Not for nothing did we read the theologians
and studied the rhetoricians not in vain,
for every word we have a definition
and can interpret all things seven different ways.
And slipping back 2 more years to November 5, 1904 to a story in the New York Times entitled, “The Mikado’s Birthday” the expression makes an appearance. Reporting on Japanese strategists in Tokyo who hoped to celebrate the Emperor’s birthday in a very unique way, some history was rehashed and the following can be found:
But even a year ago, we repeat, when it became clear that Japan was prepared to fight the huge Muscovite Empire, as she had already successfully tackled the huge Chinese Empire, in vindication of what she believed to be her right to national expansion, which seemed to her equivalent to her right of national existence, there were not wanting skeptics to maintain that the clockwork precision and the dauntless valor which had marker her war against China went, if not for nothing, yet not for very much in the face of the fact that she had never encountered the troops of a “European” Power.
When Scottish novelist, poet and travel writer, Robert Louis Stevenson (November 13 1850 – December 3 1894) wrote and published “Virginibus Puerisque and Other Papers” in 1881, he included this passage in Part 1.
Lastly no woman should marry a teetotaller, or a man who does not smoke. It is not for nothing that this “ignoble tobagie” as Michelet calls it, spreads all over the world.
It’s an expression that’s been used for centuries, and appears in William Shakespeare’s “The Merchant Of Venice” that was published in 1596. The passage appears in Act II, Scene V.
I beseech you, sir, go: my young master doth expect
So do I his.
An they have conspired together, I will not say you
shall see a masque; but if you do, then it was not
for nothing that my nose fell a-bleeding on
Black-Monday last at six o’clock i’ the morning,
falling out that year on Ash-Wednesday was four
year, in the afternoon.
But as much as the word nothing came into the English lexicon in the 12th century, the expression not for nothing reaches back much more farther back. In fact, when newly baptized Christians were enslaved or massacred by Roman soldier, Saint Patrick (yes, the patron saint of Ireland) who lived from 385 to sometime between 462 and 493, wrote a “Letter To The Soldiers Of Coroticus” in the year 450. In this letter was written:
I grieve for you, how I mourn for you, who are so very dear to me, but again I can rejoice within my heart, not for nothing “have I labored,” neither has my exile been “in vain.”
Finally, the first published point was found with comic writer at the time of the Roman Republic, Titus Maccius Plautus (254 BC – 184 BC). His first play was produced in 205 BC and continued throughout his lifetime and beyond. In Act IV, Scene III of “Aulularia.”
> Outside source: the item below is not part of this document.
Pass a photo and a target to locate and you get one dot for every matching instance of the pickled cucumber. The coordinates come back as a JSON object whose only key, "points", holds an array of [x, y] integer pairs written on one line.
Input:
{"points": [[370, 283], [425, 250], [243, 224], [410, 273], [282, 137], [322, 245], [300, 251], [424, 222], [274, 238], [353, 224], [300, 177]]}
It was not for nothing that the raven was just now croaking on my left hand.
The expression was used freely in this comedy and the audience knew what it meant. Idiomation is therefore led to believe that not for nothing was a common expression at the time, and its existence lies somewhere in the years before the play was written. At the very least, it was a known expression around 300 BC, and possibly earlier than that.